Dans l’Est de la République démocratique du Congo, la rentrée scolaire s’annonce sous le signe de l’angoisse pour des milliers d’enfants déplacés. La guerre qui secoue les provinces du Nord et du Sud-Kivu a laissé derrière elle une génération meurtrie. Certains ont perdu leurs parents, d’autres vivent encore avec leurs familles mais dans une extrême pauvreté, incapables de réunir les moyens nécessaires pour assurer la scolarité de leurs enfants. À quelques jours de la reprise des cours, l’accès à l’éducation demeure une question majeure et préoccupante pour des familles déjà fragilisées par l’insécurité et la précarité.
Les enfants de l’Est de la RDC sont parmi les plus exposés aux conséquences des violences armées. Beaucoup ont vu leurs écoles détruites ou transformées en sites de déplacés. D’autres ont été contraints de fuir avec leurs familles, abandonnant leurs cahiers et leurs uniformes derrière eux. Dans les camps de déplacés, les conditions de vie sont précaires, manque de nourriture et traumatismes psychologiques. Selon les données humanitaires, plus de 1,4 million de personnes sont déplacées internes dans le Sud-Kivu, dont une majorité d’enfants. La malnutrition frappe aussi, près de 1 800 enfants souffrent de malnutrition aiguë sévère et plus de 6 600 de malnutrition modérée. Ces chiffres traduisent une crise humanitaire qui compromet non seulement la santé mais aussi l’avenir scolaire des enfants.
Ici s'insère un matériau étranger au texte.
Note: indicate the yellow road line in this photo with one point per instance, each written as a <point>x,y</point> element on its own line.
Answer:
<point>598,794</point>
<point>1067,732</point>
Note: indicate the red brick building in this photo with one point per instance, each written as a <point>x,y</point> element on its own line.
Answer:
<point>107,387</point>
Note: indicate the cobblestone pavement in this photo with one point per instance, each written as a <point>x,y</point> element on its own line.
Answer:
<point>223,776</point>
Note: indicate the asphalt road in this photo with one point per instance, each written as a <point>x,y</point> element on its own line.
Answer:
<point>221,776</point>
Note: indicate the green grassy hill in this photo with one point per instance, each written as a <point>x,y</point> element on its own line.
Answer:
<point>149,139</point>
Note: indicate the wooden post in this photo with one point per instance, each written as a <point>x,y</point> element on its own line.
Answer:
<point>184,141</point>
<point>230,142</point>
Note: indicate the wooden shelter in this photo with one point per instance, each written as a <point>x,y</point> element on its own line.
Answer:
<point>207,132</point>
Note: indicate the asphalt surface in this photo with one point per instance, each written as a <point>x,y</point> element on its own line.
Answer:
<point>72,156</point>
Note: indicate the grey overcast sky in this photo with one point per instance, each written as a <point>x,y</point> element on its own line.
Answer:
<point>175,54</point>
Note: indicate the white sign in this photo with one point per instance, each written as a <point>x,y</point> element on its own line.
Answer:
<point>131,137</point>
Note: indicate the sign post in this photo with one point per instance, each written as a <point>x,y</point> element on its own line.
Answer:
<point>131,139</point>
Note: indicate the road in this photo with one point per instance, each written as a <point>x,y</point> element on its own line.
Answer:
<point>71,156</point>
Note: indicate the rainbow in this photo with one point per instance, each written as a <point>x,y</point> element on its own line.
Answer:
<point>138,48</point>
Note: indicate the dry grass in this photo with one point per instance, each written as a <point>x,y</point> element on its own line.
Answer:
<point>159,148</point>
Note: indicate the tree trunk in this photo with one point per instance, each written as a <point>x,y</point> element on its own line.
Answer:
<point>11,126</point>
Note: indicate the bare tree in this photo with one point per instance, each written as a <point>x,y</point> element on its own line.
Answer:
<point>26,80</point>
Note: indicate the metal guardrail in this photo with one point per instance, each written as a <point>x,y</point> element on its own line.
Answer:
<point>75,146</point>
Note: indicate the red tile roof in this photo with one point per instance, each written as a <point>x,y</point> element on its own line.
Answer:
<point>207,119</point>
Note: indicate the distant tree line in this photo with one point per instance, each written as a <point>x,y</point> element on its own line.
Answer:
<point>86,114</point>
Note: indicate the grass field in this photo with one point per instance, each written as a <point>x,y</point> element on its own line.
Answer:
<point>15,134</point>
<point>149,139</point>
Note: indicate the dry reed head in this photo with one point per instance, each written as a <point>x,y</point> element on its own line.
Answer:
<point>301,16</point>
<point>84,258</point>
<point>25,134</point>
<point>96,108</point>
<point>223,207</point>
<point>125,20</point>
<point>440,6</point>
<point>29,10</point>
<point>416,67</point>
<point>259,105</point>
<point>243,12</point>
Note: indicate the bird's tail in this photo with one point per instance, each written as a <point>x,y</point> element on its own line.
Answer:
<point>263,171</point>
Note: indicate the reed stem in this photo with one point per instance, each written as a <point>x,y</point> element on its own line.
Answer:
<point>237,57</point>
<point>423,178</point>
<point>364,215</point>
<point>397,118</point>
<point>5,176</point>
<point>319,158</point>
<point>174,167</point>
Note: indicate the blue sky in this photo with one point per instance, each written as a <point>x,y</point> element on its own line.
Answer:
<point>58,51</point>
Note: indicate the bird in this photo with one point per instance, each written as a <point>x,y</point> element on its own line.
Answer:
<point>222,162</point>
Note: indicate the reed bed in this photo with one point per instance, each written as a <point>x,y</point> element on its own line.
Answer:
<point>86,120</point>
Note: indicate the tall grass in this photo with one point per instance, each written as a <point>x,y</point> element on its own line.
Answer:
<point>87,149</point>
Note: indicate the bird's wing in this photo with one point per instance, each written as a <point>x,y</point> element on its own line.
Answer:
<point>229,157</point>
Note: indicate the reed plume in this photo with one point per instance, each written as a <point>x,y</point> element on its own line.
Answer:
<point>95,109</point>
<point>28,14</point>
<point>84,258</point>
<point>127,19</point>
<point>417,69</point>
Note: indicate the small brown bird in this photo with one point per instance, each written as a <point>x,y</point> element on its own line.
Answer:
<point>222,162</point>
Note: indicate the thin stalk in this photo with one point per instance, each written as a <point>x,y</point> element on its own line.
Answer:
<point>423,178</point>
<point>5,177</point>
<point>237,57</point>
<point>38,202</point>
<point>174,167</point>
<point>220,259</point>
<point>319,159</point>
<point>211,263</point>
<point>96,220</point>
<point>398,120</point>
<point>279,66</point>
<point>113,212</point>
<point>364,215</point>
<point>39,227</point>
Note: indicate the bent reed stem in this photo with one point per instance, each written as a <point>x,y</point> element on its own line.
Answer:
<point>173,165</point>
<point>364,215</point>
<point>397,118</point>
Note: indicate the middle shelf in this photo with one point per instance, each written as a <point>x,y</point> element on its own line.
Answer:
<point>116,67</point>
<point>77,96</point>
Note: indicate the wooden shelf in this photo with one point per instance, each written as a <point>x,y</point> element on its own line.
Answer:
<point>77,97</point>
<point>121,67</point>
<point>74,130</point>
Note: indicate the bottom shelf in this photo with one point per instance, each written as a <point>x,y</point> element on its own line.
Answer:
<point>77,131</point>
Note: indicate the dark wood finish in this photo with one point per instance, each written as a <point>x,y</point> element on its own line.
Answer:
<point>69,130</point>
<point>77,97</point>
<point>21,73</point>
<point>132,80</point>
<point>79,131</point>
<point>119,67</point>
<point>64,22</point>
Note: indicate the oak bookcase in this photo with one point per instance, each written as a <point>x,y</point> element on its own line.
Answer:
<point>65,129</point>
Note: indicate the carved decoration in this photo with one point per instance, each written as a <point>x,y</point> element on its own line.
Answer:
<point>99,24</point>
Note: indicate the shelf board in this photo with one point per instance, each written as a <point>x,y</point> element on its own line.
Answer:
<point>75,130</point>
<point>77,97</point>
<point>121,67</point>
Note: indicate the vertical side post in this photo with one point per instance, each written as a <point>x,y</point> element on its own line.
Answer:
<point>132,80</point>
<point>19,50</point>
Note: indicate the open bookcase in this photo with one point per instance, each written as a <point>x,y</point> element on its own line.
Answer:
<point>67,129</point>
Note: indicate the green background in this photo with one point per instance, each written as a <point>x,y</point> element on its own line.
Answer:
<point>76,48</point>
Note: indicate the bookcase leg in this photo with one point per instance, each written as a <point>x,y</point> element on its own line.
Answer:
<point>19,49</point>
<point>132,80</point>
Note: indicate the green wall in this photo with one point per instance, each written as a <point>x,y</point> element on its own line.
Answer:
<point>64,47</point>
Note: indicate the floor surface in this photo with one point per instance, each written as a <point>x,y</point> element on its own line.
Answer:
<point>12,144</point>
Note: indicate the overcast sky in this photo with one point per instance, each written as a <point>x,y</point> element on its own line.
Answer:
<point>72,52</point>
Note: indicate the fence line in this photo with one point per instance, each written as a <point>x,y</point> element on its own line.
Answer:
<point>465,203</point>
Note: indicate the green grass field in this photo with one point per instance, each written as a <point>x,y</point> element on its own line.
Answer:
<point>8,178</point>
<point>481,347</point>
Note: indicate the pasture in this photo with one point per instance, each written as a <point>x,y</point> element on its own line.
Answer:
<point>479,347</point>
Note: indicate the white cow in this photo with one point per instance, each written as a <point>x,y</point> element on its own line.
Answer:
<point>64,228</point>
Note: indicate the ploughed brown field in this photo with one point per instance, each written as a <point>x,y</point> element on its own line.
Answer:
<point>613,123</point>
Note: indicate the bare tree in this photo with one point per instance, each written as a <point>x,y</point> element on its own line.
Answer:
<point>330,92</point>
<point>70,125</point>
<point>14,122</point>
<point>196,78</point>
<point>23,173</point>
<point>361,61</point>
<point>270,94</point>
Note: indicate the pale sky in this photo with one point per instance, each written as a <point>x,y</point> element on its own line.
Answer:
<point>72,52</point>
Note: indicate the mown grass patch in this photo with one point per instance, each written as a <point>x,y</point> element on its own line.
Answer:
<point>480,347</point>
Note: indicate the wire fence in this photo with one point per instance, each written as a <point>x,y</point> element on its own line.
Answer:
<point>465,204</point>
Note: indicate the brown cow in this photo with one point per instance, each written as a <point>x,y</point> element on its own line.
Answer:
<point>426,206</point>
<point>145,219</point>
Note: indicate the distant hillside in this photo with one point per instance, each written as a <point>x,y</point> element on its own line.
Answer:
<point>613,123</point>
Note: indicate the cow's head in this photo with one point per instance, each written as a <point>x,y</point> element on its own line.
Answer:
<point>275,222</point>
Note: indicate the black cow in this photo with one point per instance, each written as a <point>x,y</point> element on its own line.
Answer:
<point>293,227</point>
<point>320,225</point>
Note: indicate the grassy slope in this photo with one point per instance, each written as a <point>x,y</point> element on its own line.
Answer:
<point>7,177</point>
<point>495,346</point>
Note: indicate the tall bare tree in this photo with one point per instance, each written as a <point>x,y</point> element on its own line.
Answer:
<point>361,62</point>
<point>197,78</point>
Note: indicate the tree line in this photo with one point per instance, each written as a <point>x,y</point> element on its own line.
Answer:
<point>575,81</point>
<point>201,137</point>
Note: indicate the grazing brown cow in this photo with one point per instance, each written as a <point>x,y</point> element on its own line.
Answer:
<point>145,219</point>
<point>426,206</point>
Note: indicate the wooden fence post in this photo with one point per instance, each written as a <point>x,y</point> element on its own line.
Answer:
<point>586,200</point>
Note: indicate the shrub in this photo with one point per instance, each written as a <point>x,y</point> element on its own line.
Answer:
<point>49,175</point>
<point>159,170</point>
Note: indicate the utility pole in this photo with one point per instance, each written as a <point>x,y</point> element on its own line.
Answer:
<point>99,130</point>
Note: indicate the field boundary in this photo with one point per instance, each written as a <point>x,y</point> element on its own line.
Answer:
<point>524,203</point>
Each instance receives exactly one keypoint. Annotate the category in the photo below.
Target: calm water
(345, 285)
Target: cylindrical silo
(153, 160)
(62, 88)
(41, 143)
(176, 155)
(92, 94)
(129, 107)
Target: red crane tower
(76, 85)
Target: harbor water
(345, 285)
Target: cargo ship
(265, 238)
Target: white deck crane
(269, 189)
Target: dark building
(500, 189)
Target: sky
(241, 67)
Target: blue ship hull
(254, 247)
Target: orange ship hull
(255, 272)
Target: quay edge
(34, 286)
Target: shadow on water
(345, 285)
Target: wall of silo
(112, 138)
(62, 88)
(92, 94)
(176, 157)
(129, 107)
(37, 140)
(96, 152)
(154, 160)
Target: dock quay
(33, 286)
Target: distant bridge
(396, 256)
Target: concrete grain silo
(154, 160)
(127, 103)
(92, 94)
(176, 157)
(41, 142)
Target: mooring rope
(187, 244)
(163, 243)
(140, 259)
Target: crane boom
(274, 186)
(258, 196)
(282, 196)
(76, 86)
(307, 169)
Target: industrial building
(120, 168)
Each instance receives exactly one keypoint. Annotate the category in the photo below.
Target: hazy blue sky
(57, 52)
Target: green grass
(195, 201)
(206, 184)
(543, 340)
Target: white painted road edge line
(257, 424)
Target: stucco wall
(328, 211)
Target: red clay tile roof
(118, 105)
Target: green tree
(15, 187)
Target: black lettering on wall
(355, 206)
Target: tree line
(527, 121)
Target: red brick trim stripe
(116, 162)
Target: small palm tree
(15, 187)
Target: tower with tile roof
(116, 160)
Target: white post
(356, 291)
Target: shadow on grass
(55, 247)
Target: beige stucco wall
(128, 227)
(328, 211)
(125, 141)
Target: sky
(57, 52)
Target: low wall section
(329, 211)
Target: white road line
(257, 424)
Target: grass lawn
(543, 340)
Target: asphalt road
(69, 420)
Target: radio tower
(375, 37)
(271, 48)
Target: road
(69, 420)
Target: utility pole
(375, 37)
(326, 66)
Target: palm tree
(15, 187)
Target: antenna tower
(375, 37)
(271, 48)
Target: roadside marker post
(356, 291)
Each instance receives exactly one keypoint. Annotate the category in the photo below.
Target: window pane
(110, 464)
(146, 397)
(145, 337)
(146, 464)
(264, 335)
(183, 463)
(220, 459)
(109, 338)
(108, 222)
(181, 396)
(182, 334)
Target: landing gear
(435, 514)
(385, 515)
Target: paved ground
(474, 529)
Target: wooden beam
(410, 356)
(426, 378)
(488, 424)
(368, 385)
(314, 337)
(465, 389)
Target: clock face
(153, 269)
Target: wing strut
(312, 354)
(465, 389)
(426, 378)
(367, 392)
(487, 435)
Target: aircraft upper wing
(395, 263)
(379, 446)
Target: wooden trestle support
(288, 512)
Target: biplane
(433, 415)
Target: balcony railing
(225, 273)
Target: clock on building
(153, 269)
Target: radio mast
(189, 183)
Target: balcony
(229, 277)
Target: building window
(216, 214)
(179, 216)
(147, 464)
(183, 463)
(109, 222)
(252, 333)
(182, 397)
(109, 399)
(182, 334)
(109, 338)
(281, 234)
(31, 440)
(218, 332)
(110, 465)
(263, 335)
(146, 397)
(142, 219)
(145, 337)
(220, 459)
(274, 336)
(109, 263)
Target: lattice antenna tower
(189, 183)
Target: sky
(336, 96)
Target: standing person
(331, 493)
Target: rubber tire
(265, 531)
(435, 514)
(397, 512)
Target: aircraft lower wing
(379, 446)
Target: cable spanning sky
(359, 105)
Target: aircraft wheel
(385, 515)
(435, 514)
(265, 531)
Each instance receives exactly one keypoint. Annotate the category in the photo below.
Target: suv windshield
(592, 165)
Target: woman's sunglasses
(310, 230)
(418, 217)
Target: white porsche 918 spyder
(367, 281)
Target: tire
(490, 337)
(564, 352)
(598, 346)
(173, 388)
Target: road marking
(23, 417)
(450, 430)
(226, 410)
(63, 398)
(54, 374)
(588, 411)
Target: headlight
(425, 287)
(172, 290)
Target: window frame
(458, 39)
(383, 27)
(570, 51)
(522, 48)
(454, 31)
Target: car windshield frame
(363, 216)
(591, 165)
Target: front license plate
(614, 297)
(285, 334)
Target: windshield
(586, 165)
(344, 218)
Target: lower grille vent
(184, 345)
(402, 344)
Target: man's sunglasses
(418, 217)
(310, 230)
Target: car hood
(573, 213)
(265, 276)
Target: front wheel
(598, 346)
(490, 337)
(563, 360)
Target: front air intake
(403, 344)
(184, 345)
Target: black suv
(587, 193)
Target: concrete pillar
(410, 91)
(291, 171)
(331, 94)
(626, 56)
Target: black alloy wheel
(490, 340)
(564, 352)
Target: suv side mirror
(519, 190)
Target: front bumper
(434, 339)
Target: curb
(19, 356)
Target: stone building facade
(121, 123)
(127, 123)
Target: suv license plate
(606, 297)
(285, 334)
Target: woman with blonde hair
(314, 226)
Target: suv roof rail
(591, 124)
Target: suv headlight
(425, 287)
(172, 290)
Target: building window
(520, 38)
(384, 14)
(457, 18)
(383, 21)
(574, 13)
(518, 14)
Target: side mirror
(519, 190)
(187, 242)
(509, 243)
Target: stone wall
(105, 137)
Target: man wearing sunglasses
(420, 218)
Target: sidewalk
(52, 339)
Lors d’une interview accordée à votre media Lifeinfos mercredi 19 août 2026, Madame Colette Salima, coordinatrice de Congo Hope Initiative, a décrit une réalité bouleversante. « Depuis le début de la guerre à l’Est de la RDC, beaucoup d’enfants déplacés traversent une situation humanitaire très préoccupante. Bon nombre d’entre eux ont perdu leurs parents, leurs familles. Certains se trouvent dans des camps de déplacés, d’autres ont trouvé refuge dans des familles d’accueil. Mais partout, c’est le même constat : pas de moyens pour se nourrir, pas de soins de santé efficaces et pas de fournitures scolaires pour retourner à l’école », a-t-elle déclaré.
Elle ajoute, « La rentrée scolaire approche, nous avons constaté que les enfants victimes de conflits armés risquent de rentrer à l’école mais avec une grande difficulté. Suite au faible revenu dans la ville de Bukavu et même dans les environs, la situation économique qui reste très critique, l’insécurité, le manque de fournitures scolaires… plusieurs ménages peinent à réunir les moyens nécessaires pour permettre à leurs enfants de reprendre le chemin de l’école dans de bonnes conditions. »
Dans les quartiers périphériques de Bukavu comme dans les territoires ruraux, les familles déplacées vivent dans une détresse silencieuse. Les enfants, souvent orphelins ou issus de ménages appauvris, se préparent à une rentrée scolaire sans cahiers, sans uniformes et parfois sans repas quotidien. Les enseignants eux-mêmes témoignent de classes surchargées, où les enfants déplacés arrivent traumatisés et sans matériel. L’éducation, censée être un droit fondamental, devient un luxe inaccessible pour une partie de la jeunesse congolaise. Cette situation menace de creuser davantage les inégalités et de compromettre l’avenir d’une génération entière.
Face à cette crise, Colette Salima lance un appel, « nous demandons aux organisations humanitaires et à toute personne de bonne volonté de venir en aide à ces familles et à ces enfants, pour qu’ils puissent rentrer à l’école dans de bonnes conditions et avec dignité. » Elle plaide pour la fourniture de kits scolaires, le renforcement de l’accès aux soins et une assistance alimentaire régulière. Pour elle, il est urgent que la communauté nationale et internationale se mobilise afin que l’école reste un espace de protection et d’espoir pour les enfants du Sud-Kivu.